3004 aluminum alloys have received wide range in automotive, packaging and building industries due to it is high strength, high corrosion resistance and good machinability. Besides, 3004 alloys commonly produced by Direct Chill Casting method. Furthermore, Twin Roll Casting method which is an alternative of traditional method, came forward in recent years. In the present work; 3004 aluminum alloys were prepared by twin roll casting. Aiming the high strength and good bendability, alternative thermo-mechanical processes were done in laboratories using laboratory mill and furnace. Mechanical tests were performed for indicating the required temper designation. Characterization of the samples was accomplished through metallographic investigation in order to examine the effect of process parameters and examining the morphology. In addition to this, Vickers micro-hardness, electrical conductivity tests and bending tests were performed on the samples for the characterization.
3:50 PM Break
Aluminum Alloys with Tailored TiB2 Particles for Composite Applications: Xingtao Liu1; Yanfei Liu1; David Yan2; Qingyou Han1; Xiaoming Wang1; 1Purdue University; 2University of Wisconsin-Green Bay
In-situ formed TiB2 particles are dispersed into aluminum alloys to improve their mechanical properties. The TiB2 particles are produced by chemical reactions of K2TiF6 and KBF4 with aluminum and are subsequently dispersed in the aluminum alloys as reinforcement. Through adjusting the processing chemistry of the molten salts, TiB2 particles can be tailored to desired morphologies and sizes for particular properties. To improve the dispersion of the TiB2 particles, titanium is added as alloying element to promote the nucleation of aluminum grains on the TiB2 particles. The results are discussed in view of surface energy and heterogeneous nucleation of aluminum grains in solidification.

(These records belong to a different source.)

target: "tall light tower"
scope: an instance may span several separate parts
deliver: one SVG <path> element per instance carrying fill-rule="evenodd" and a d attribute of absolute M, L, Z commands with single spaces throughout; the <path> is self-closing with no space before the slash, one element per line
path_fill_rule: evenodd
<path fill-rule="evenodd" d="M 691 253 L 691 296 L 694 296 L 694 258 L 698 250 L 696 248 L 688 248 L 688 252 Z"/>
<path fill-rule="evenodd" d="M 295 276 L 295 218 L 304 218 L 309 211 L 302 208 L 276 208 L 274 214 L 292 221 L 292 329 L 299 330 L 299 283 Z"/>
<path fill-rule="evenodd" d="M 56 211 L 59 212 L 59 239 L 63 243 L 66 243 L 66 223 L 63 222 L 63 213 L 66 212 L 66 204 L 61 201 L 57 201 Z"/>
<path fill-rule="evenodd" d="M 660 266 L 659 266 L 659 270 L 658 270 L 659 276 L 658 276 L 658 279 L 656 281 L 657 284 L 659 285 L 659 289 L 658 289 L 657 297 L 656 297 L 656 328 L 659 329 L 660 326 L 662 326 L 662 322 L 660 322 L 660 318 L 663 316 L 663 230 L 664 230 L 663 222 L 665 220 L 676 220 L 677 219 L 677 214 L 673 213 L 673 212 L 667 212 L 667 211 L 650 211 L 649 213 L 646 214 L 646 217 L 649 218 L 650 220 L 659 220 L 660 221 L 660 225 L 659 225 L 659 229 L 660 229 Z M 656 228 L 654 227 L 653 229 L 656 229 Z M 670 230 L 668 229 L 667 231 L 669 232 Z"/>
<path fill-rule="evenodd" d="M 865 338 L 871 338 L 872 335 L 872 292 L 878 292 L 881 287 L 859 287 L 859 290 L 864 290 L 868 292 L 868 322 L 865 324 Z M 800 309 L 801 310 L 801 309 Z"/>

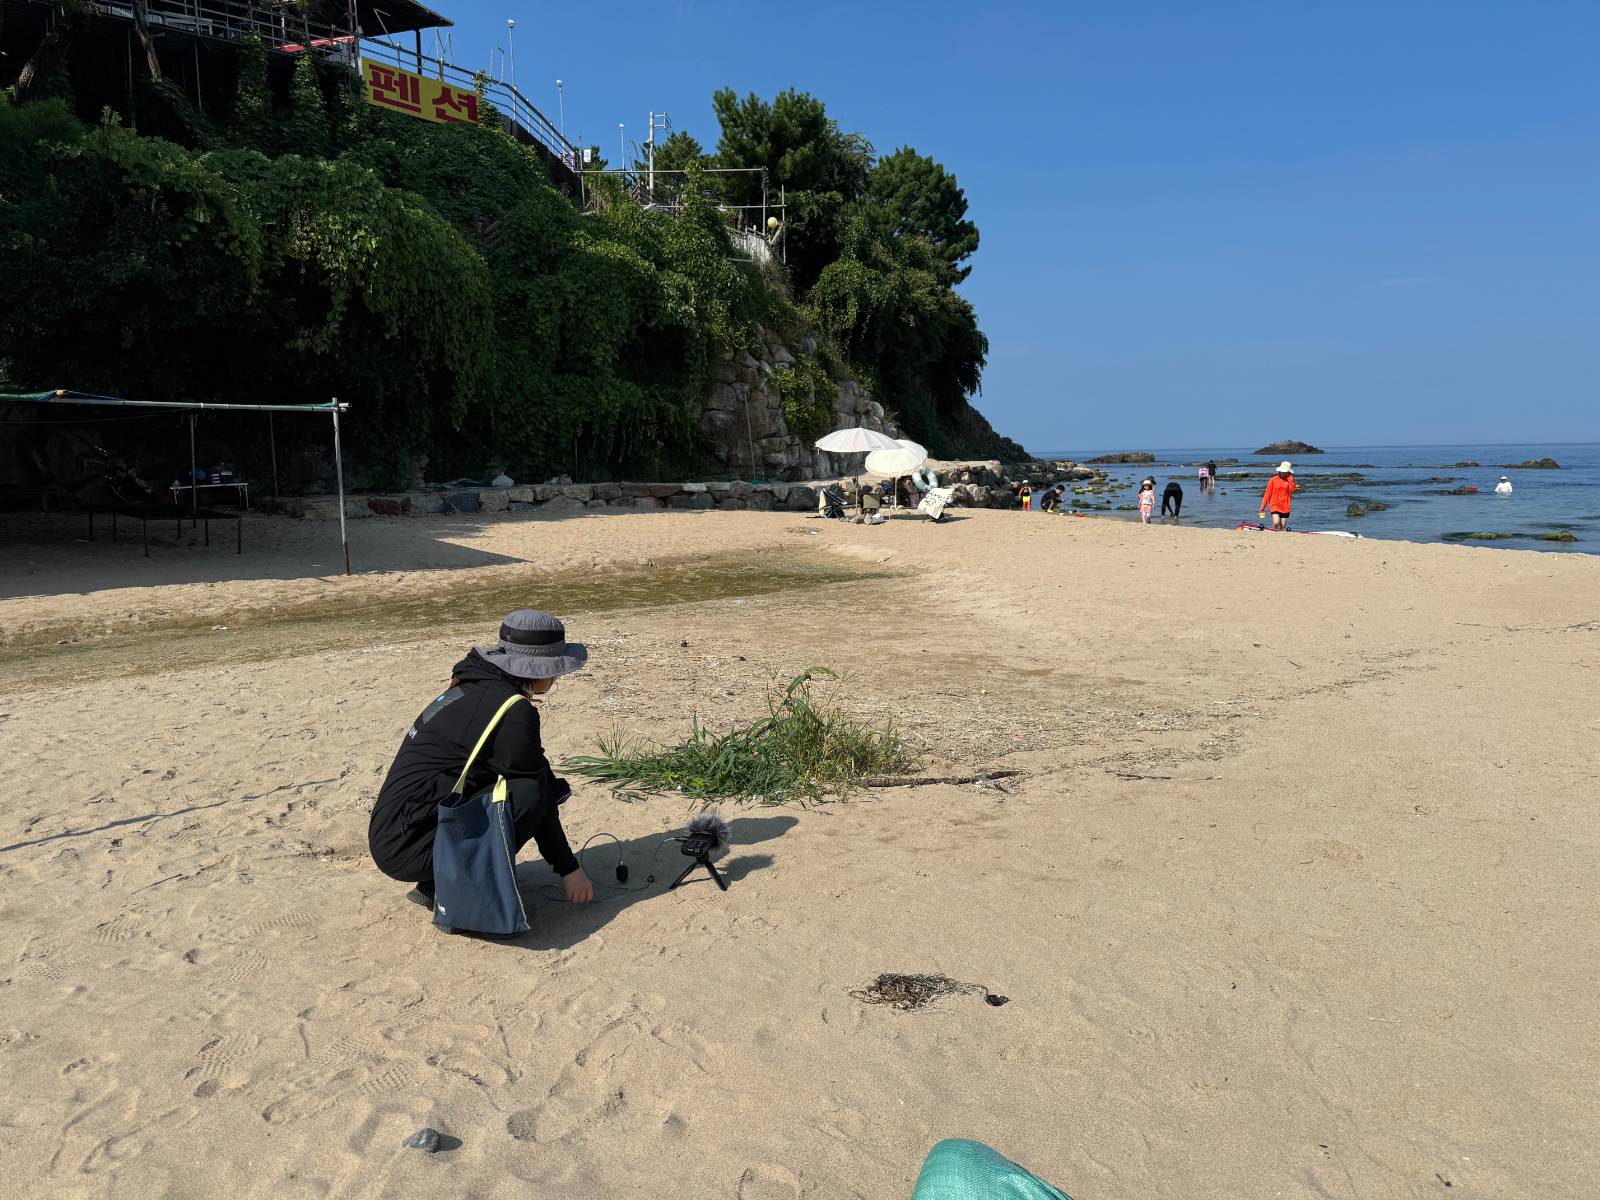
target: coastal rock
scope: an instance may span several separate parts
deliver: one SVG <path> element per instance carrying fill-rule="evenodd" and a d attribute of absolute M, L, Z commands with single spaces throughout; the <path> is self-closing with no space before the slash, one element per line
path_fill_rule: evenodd
<path fill-rule="evenodd" d="M 1456 464 L 1456 467 L 1459 469 L 1461 467 L 1477 467 L 1477 466 L 1482 466 L 1482 465 L 1483 465 L 1482 463 L 1475 463 L 1469 458 L 1465 462 L 1458 462 Z"/>
<path fill-rule="evenodd" d="M 597 483 L 590 490 L 596 500 L 615 500 L 622 495 L 622 486 L 616 483 Z"/>
<path fill-rule="evenodd" d="M 1553 529 L 1549 533 L 1538 534 L 1537 538 L 1541 542 L 1575 542 L 1578 540 L 1570 529 Z"/>
<path fill-rule="evenodd" d="M 480 512 L 505 512 L 511 507 L 511 497 L 505 489 L 493 492 L 478 493 L 478 510 Z"/>
<path fill-rule="evenodd" d="M 1344 510 L 1347 517 L 1364 517 L 1368 513 L 1383 512 L 1389 506 L 1382 500 L 1352 500 Z"/>
<path fill-rule="evenodd" d="M 442 513 L 444 511 L 444 497 L 438 492 L 413 492 L 406 497 L 409 509 L 414 513 Z"/>
<path fill-rule="evenodd" d="M 1275 453 L 1271 450 L 1257 450 L 1257 454 Z M 1100 454 L 1088 459 L 1091 463 L 1153 463 L 1156 456 L 1148 450 L 1129 450 L 1122 454 Z"/>
<path fill-rule="evenodd" d="M 475 513 L 482 507 L 477 492 L 446 492 L 443 500 L 445 512 Z"/>
<path fill-rule="evenodd" d="M 1559 471 L 1561 464 L 1553 458 L 1531 458 L 1526 462 L 1501 463 L 1508 471 Z"/>
<path fill-rule="evenodd" d="M 706 393 L 707 413 L 715 411 L 731 415 L 744 403 L 748 395 L 749 391 L 742 383 L 712 384 L 711 390 Z"/>
<path fill-rule="evenodd" d="M 439 1149 L 439 1131 L 432 1128 L 419 1129 L 401 1145 L 408 1150 L 421 1150 L 424 1154 L 433 1154 Z"/>
<path fill-rule="evenodd" d="M 571 496 L 555 496 L 539 505 L 538 511 L 546 516 L 564 517 L 582 512 L 583 504 L 582 500 L 575 500 Z"/>

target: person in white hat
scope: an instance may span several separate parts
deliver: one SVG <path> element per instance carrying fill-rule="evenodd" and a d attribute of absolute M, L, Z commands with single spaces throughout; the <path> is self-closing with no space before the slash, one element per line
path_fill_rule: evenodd
<path fill-rule="evenodd" d="M 1260 520 L 1266 521 L 1270 512 L 1274 529 L 1289 528 L 1289 510 L 1298 490 L 1294 482 L 1294 465 L 1284 459 L 1278 464 L 1277 473 L 1267 480 L 1267 490 L 1261 494 Z"/>
<path fill-rule="evenodd" d="M 1494 485 L 1494 490 L 1495 490 L 1495 494 L 1497 496 L 1509 496 L 1509 495 L 1511 495 L 1511 480 L 1510 480 L 1510 478 L 1505 476 L 1505 475 L 1500 476 L 1500 482 Z"/>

Development of Low Expansion and High Strength Aluminium Hybrid Composite: Jamuna Sethi1; Siddhartha Das1; Karabi Das1; 1Indian Institute of Technology Kharagpur
An aluminum (Al) matrix hybrid composite reinforced with yttrium tungstate (Y2W3O12) and aluminium nitride (AlN) synthesized by high energy ball milling followed by compaction and sintering. Y2W3O12,a negative thermal expansion material (-7.1x10-7/⁰C), is chosen as one of the reinforcements to lower the coefficient of thermal expansion (CTE). AlN is added to the composite in order to improve strength and thermal conductivity. X-ray diffraction patterns reveal the presence of Al, AlN, and Y2W3O12 peaks indicating no chemical reaction between the matrix and reinforcements. The scanning electron micrograph shows fairly uniform dispersion of reinforcements in the matrix. Hardness, elastic modulus and CTE were measured by Vickers’s hardness tester, nano-indentation test, and dilatometer, respectively. It is observed that a composite with high hardness, high Young’s modulus and low CTE can be obtained by adding 15 wt%AlN and 30 wt%Y2W3O12.
4:55 PM Poster Session Previews Select poster presenters in the Tuesday, February 28 poster session will give five-minute previews of their work during this time.